Usher Hall, Edinburgh

Keith Bruce

four stars

Now a firm fixture of Edinburgh's contemporary Hogmanay programme as well as the capital's long-established New Year celebrations, the 129th performance of Handel's oratorio by the Edinburgh Royal Choral Union may be chiefly remembered for the debut of German baritone and BBC New Generation Artist Benjamin Appl, a real talent of power, confidence and exemplary diction who delivered his first aria, The people that walked in darkness, in Schubertian style and continued to treat the score's most operative moments as Lieder. With instrumentalist Andrew Connell-Smith as his foil, the trumpet has rarely sounded with such fluidity.

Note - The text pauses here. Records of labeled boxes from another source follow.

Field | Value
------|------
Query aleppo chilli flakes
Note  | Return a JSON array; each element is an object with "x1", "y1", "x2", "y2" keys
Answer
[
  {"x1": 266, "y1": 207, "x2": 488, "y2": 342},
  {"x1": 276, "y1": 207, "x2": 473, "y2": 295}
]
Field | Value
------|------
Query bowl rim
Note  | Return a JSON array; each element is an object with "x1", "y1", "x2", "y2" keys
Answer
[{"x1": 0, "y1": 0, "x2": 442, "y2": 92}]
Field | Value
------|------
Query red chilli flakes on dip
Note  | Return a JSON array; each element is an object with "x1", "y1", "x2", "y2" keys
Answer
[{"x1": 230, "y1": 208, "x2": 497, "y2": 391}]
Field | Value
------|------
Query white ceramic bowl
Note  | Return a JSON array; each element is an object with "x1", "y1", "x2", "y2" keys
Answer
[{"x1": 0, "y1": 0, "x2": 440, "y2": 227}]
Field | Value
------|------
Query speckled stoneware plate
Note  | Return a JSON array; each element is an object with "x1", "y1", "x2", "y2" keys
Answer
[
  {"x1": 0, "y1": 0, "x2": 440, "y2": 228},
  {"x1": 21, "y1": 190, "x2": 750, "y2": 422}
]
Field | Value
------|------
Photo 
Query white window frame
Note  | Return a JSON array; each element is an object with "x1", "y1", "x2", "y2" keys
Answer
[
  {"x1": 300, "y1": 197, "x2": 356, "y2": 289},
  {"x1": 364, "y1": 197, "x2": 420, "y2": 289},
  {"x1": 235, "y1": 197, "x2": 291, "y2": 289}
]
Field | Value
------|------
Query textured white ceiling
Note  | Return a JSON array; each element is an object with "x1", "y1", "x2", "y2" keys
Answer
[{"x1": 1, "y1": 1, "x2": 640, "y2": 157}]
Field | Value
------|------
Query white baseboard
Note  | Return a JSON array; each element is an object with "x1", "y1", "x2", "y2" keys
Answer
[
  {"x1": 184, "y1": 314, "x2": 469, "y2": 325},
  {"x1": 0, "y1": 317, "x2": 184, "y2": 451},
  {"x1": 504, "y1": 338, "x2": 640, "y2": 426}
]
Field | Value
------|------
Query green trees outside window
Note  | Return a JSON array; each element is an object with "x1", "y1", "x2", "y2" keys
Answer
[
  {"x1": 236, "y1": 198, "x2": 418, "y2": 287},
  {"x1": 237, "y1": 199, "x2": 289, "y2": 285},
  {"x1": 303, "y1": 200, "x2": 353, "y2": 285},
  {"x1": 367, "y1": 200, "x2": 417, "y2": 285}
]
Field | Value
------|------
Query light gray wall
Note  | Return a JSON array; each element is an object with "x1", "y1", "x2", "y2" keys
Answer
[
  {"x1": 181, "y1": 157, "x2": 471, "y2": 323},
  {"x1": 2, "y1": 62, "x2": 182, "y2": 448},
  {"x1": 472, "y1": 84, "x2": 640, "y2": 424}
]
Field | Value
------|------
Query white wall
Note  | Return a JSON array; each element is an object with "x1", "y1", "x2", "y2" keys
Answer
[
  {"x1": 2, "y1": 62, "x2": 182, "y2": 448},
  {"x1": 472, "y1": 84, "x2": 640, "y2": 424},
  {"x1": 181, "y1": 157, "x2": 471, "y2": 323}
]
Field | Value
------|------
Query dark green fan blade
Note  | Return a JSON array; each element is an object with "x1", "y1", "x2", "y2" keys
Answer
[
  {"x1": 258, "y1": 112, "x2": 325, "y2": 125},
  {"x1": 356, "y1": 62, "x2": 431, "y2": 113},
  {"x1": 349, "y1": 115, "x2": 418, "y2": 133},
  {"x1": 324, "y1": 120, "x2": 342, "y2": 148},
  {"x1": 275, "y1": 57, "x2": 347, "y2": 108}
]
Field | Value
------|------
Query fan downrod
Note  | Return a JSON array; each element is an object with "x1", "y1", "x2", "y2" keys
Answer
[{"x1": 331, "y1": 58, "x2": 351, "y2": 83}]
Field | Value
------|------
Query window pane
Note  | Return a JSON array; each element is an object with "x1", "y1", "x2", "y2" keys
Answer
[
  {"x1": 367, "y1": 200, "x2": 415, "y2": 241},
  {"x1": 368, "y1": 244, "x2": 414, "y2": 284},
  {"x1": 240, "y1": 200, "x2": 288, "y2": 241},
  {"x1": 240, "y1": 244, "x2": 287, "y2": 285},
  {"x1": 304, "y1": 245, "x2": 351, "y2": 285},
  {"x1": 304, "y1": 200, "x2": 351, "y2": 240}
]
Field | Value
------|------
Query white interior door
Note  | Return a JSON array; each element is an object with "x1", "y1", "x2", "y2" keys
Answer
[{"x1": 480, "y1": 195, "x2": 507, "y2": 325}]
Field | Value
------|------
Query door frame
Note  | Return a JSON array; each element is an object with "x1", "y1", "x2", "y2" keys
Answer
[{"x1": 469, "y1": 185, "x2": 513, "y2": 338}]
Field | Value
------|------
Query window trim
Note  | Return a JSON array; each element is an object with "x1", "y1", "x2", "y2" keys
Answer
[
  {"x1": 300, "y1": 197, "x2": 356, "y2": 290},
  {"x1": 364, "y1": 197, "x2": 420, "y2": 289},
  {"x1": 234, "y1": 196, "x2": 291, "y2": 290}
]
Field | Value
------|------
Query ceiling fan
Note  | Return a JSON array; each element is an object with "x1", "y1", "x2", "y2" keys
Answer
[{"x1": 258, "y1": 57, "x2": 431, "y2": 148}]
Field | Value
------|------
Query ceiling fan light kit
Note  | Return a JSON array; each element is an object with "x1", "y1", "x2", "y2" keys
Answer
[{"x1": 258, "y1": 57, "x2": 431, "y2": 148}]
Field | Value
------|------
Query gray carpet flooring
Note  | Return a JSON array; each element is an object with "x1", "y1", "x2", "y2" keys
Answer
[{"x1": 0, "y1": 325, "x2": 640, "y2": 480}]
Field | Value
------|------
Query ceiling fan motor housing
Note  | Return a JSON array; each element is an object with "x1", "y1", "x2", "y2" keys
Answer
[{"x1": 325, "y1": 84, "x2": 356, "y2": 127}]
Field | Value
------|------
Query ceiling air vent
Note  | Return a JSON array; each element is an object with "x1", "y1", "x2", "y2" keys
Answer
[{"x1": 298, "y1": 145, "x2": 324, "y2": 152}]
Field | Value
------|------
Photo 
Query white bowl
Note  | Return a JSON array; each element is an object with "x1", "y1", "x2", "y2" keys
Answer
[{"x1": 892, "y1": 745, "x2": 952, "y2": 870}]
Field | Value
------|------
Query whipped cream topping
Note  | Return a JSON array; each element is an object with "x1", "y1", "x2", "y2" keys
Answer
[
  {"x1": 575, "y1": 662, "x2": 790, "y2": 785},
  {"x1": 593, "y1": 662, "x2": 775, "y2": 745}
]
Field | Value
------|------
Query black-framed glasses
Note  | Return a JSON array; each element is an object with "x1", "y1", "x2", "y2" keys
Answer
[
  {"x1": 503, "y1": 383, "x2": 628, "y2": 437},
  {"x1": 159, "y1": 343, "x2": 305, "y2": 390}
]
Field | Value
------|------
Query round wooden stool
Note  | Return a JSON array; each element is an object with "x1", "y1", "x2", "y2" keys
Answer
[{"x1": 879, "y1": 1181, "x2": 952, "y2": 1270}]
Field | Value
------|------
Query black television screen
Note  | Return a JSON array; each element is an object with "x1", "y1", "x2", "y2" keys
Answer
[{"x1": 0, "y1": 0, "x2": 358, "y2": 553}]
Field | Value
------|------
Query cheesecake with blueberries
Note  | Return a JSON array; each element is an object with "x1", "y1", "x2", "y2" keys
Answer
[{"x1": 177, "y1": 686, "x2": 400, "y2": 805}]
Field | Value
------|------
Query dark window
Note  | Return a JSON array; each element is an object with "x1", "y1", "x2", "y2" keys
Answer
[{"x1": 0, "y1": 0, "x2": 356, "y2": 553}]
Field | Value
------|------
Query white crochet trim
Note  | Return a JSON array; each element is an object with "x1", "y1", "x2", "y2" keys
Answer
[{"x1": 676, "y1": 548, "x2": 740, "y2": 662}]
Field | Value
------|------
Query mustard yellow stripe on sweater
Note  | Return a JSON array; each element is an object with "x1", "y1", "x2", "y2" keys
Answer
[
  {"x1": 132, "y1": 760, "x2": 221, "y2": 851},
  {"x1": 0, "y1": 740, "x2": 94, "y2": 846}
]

He was in fine company however, particularly in his platform neighbour, tenor Nicholas Mulroy, whose first extended "Comfort ye" opened the vocal score as beautifully as I've heard, and whose command of recitative and engagement with the chorus was, by contrast with Appl, engagingly theatrical. He and mezzo Annie Gill, a couple off-stage as well as on, decorated their lines with careful ornamentation, Gill particularly effectively on He was despised. Appl and soprano Susanna Andersson (wife of conductor Tecwyn Evans) stuck more strictly to the score, and the combination of all four was full of colour, particularly the vocal duet of the two women on He shall feed his flock, the sonic sister of a beautifully-played Pastoral Symphony that rather belied the raft of changes to the line-up of the players in orchestra from that published in the programme.

Amid such riches, "The Choral" still managed to shine in its own right, Evans encouraging the texture of the chorus over its power, and the singers responding with beautiful measured poised at the conclusion of the sequence of choruses in Part Two and again for Since by man in Part Three. Chorus-master Michael Bawtree was bolstering the tenor section, so wins credit for performance as well as the drilling.